Seventeen RCTs (n=1,980) were included: 11 of universal prophylaxis (n=1,582) and 6 (n=398) of pre-emptive therapy.
All the trials scored 2 or 3 on the Jadad scale. Three of the 17 trials were double-blind (all were trials of universal prophylaxis); allocation concealment was adequate in 5 (all were trials of universal prophylaxis); length of follow-up was assessed as adequate in 7 trials (3 trials of pre-emptive therapy and 4 trials of universal therapy). In general, the trials were of a modest size.
Universal prophylaxis.
There was a statistically significant reduction in the development of CMV organ disease with universal prophylaxis compared with the control group (OR 0.20, 95% CI 0.13, 0.31). There was also a statistically significant reduction in the secondary end points of rate of acute allograft rejection, bacterial and fungal infections, non-CMV viral infections and mortality, but not for graft loss. There was no evidence of statistically significant heterogeneity. The removal of individual trials from the analysis, including the trial with a treatment duration of less than 60 days, did not affect the overall efficacy.

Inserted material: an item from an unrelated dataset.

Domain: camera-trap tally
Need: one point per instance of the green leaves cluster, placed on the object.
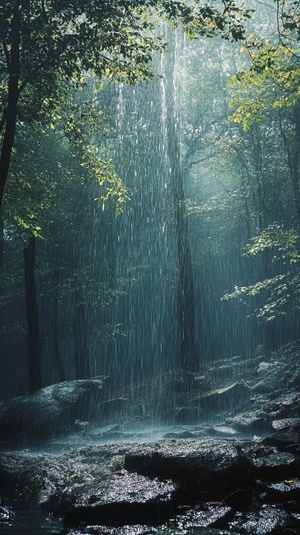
(283, 290)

In the subgroup analyses, there was a statistically significant decrease in CMV organ disease compared with controls for donor-positive/recipient-negative CMV serostatus patients, in immunosuppressed patients who received induction therapy with antilymphocyte antibodies, in kidney transplant and liver transplant recipients, and for acyclovir at more than 2 g/day, acyclovir 3.2 g/day and glanciclovir 3 g/day.
Pre-emptive therapy.
There was a statistically significant reduction in the development of CMV organ disease with pre-emptive therapy compared with the control group (OR 0.28, 95% CI 0.11, 0.69). There was also a statistically significant reduction in the secondary end points of rate of acute allograft rejection, but not for graft loss, bacterial and fungal infections or mortality. Non-CMV viral infections could not be assessed. There was no evidence of statistically significant heterogeneity.
In the subgroup analyses, there was no statistically significant decrease in CMV organ disease compared with controls for donor-positive/recipient-negative CMV serostatus patients, nor in immunosuppressed patients who received induction therapy with antilymphocyte antibodies, nor in liver transplant recipients. There was a statistically significant decrease in CMV organ disease for kidney transplant recipients compared with controls.
There was no evidence of publication bias as assessed by the Egger regression method.